Credo Reference Friday Brainteaser – Punctuation
This week’s brainteaser is about punctuation: those dots, dashes and symbols which help to clarify written or printed material.
1. What is the name for the punctuation mark after “oak” and “elm” in this sentence: “The forest abounds with oak, elm, and beech trees”?
2. What is the British phrase for the punctuation mark which is called a period in American English?
3. What is an interrobang?
4. What does a semicolon look like?
5. When a full stop is used as part of email and website addresses, how is it pronounced?
6. What name is given to the accent over the last letter of the Italian word pietà?
7. Which punctuation mark is used with a noun or pronoun to indicate possession or in a contraction to show where letters have been left out?
8. What name is given to a set of three dots (…) in text?
9. A cedilla is a mark which is put underneath which letter to show that the letter has the sound of s?
10. In the German language, what is the name for the sign formed of two dots printed above a vowel?
How did you do?
0 – 1 Mmmm, not exactly brilliant.
2 – 5 A reasonable stab.
6 – 8 A good showing.

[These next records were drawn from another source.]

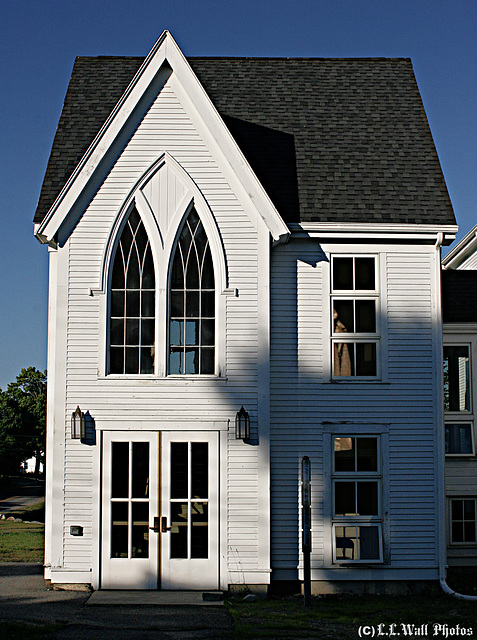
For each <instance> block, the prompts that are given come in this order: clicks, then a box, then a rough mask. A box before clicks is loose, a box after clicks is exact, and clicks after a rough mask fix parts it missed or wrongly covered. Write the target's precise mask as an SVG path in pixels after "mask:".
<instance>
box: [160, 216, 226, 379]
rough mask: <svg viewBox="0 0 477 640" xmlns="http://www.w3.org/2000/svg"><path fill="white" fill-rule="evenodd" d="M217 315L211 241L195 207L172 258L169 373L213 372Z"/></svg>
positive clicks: (214, 362) (204, 372) (213, 367)
mask: <svg viewBox="0 0 477 640" xmlns="http://www.w3.org/2000/svg"><path fill="white" fill-rule="evenodd" d="M205 318H206V319H207V322H205V321H204V319H205ZM214 318H215V281H214V271H213V264H212V256H211V253H210V246H209V241H208V239H207V235H206V233H205V230H204V227H203V226H202V223H201V221H200V218H199V216H198V215H197V212H196V211H195V209H192V210H191V212H190V213H189V215H188V216H187V218H186V220H185V222H184V224H183V226H182V229H181V232H180V234H179V238H178V241H177V244H176V248H175V251H174V256H173V260H172V269H171V289H170V319H169V345H170V350H169V373H170V374H182V375H184V374H186V375H189V374H193V375H195V374H199V373H202V374H213V373H214V370H215V349H214V345H215V321H214Z"/></svg>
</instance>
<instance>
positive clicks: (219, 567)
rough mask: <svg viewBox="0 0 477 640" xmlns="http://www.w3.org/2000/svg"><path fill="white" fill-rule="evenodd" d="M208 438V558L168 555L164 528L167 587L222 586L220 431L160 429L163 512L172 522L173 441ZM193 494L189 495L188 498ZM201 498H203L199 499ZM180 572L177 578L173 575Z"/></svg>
mask: <svg viewBox="0 0 477 640" xmlns="http://www.w3.org/2000/svg"><path fill="white" fill-rule="evenodd" d="M204 441H205V442H207V443H208V445H209V449H208V505H209V509H208V525H209V526H208V549H209V554H208V557H207V559H193V558H188V559H172V558H170V557H169V553H170V542H171V533H169V532H162V533H161V537H160V545H159V558H160V560H159V575H160V582H159V583H160V585H161V588H162V589H164V590H174V589H175V590H181V589H187V590H194V589H198V590H201V589H214V590H215V589H219V587H220V584H221V579H220V568H221V563H220V557H221V549H220V541H221V537H220V530H221V526H220V516H221V496H222V492H221V491H220V438H219V433H218V432H217V431H195V432H192V431H163V432H162V433H161V449H160V450H161V471H160V482H159V486H160V490H159V492H160V515H161V522H162V518H166V521H167V524H168V526H170V525H171V515H170V505H171V504H172V503H173V499H170V454H171V446H170V445H171V444H172V443H173V442H187V443H194V442H204ZM191 500H192V497H191V496H189V497H188V502H190V501H191ZM199 502H200V500H199ZM176 576H178V578H177V581H175V580H174V578H175V577H176Z"/></svg>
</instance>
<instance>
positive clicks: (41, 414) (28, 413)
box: [0, 367, 46, 474]
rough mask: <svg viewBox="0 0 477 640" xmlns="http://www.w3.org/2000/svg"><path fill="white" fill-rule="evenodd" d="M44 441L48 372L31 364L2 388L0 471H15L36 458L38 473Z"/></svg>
mask: <svg viewBox="0 0 477 640" xmlns="http://www.w3.org/2000/svg"><path fill="white" fill-rule="evenodd" d="M45 444H46V371H45V372H41V371H38V370H37V369H35V367H28V368H27V369H22V371H21V373H20V374H19V375H18V376H17V378H16V380H15V382H11V383H10V384H9V385H8V387H7V389H6V391H1V390H0V465H1V466H0V469H1V471H0V472H1V473H3V474H11V473H16V472H18V470H19V468H20V464H21V462H23V461H24V460H26V459H27V458H31V457H35V458H36V469H35V472H36V473H38V471H39V465H40V461H43V457H44V452H45Z"/></svg>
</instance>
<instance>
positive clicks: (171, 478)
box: [171, 442, 189, 499]
mask: <svg viewBox="0 0 477 640" xmlns="http://www.w3.org/2000/svg"><path fill="white" fill-rule="evenodd" d="M188 457H189V454H188V444H187V442H171V498H172V499H177V498H179V499H180V498H188V496H189V465H188Z"/></svg>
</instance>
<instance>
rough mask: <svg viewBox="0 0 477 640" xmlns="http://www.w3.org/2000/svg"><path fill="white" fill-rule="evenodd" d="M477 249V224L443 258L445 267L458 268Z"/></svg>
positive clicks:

But there’s still room for improvement!
9 – 10 You really know your stuff. Well done!
Questions set by Tony Augarde (www.augardebooks.co.uk)


9 out of 10.
Never heard of an interrobang and it’s not provided by Microsoft Word!
In question 1. the first one is a comma and the second is an Oxford comma which is superfluous and discouraged in the better houses, unless needed for clarity and precision.
An interrobang is a non-standard punctuation mark which I confess to have never seen in any writing. It is considered poor style, down there with strings of exclamation marks or question marks.
What a pedant I am!!!!
What does it look like?
It looks rather like a cross between an exclamation point and a question mark – joined at the bottom.
An Oxford comma, or serial comma, is encouraged by the Chicago Manual of Style, among other style manuals of repute, and when I worked as a copyeditor for Penguin/Putnam it was required, even in light fiction. Only the press style manuals discourage it, supposedly for reasons of space in short newspaper columns. I think not using the serial comma is sloppy and leads to ambiguity. I associate it with grade school level grammar teaching and am appalled by how many people think it is not only preferable but the ony correct usage..
As a pedant, puzzle fan, and computer scientist, this week’s quiz was right up my alley. As usual, one question tripped me up: the one about the interrobang. The Unicode standard defines this symbol and zillions more. If your browser is set up to display UTF-8, you should see it here: ‽
Three of these questions are about diacritics, not punctuation.
SandraS – Word processors don’t provide characters. Fonts do.